2.”Want van U is het koninkrijk en de kracht en de heerlijkheid, tot in eeuwigheid”. Dat is niet maar iets voor de versiering. Maar dat is het hoogtepunt van het gebed. Dit ontkracht de gedachte: “Wij bidden nu wel; maar of God het ook hoort…?” Daar staat “Want”. Dus omdat de Heere God zo groot en rijk is, heb je het voorafgaande ook al gezegd. Dat “Want” is de zekerheid van ons gebed. Als wij bidden, doen wij dat als arme mensen. Maar er is ook nog wat anders. Bedelaars zijn wij als wij bidden, maar wij zijn ook mensen met een rijke Vader. Als wij alleen maar smeken en kermen, doet God dat tekort. Dat is niet tot Zijn eer. Maar als wij alleen maar jubelen en juichen, doet dat ook God tekort. Dat is omdat het God een eer is om zondaars genadig te zijn. Wij komen aan het einde van ons bidden bij de zelfvoldane  christen niet uit. Maar wij komen bij God zelf uit. Weet u waarom ons gebed zo futloos is vaak? Wel, wij houden onszelf voor te rijk en God voor te arm. Maar God is juist zo rijk. Een verstandige vader staat het niet toe, dat zijn zoon van zijn bezit misbruik maakt. Maar die vader vindt het prachtig, als zijn zoon hem om een autootje vraagt om op zijn verre stageplaats te kunnen komen en als hij een beetje trots zegt: “Pa, als er één het kan doen, dan bent u het!” Zo is het ook in het geestelijke. Het doet God goed als wij trots op Hem zijn.
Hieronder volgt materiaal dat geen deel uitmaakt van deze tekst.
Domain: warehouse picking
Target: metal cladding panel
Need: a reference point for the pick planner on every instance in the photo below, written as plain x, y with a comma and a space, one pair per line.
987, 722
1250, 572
3.”Wat betekent het woordje Amen?” Het betekent niet: “Het is afgelopen; de dienst zit er op”. Het betekent: “Het zal waar en zeker zijn. Want mijn gebed is veel zekerder van God verhoord, dan dat ik in mijn hart gevoel, dat ik zulks van Hem begeer”. Mooi en duidelijk kunt u dat weergeven met: “God kan beter luisteren dan dat wij kunnen bidden”. Nee, ik zeg geen “Amen” op wat ik zojuist tegen God heb gezegd. Ik zeg op mijn eigen woord geen “Amen”, maar op Gods Woord. Je rekent, als je “Amen” zegt, op Gods verhoring. Want die hangt niet aan ons voelen en ons wensen en ook niet aan dat ik zo vroom bid. Want het zit gelukkig niet op ons vast, maar het zit op God vast. De echte bidder legt zijn hele leven in Gods hand en zegt dan ”Amen”. Alles is dan ineens anders voor ons geworden. God heeft ons dan overgenomen. Het is mijn gebed en mijn leven en mijn zorg en mijn zonde niet meer. Maar het ligt in Gods hand. “Amen” is een mooi en lief woord. God kan beter luisteren dan dat wij kunnen bidden. Hij weet wat ik zelf niet eens weet. Hij peilt mijn nood dieper dan dat ik deze peil en Hij weet mijn schuld beter dan dat ik deze weet. Ziende op de Heere Jezus zeg ik “Amen”. Tot de “Amen” zelf komt en er geen strijd en geen tranen meer zijn.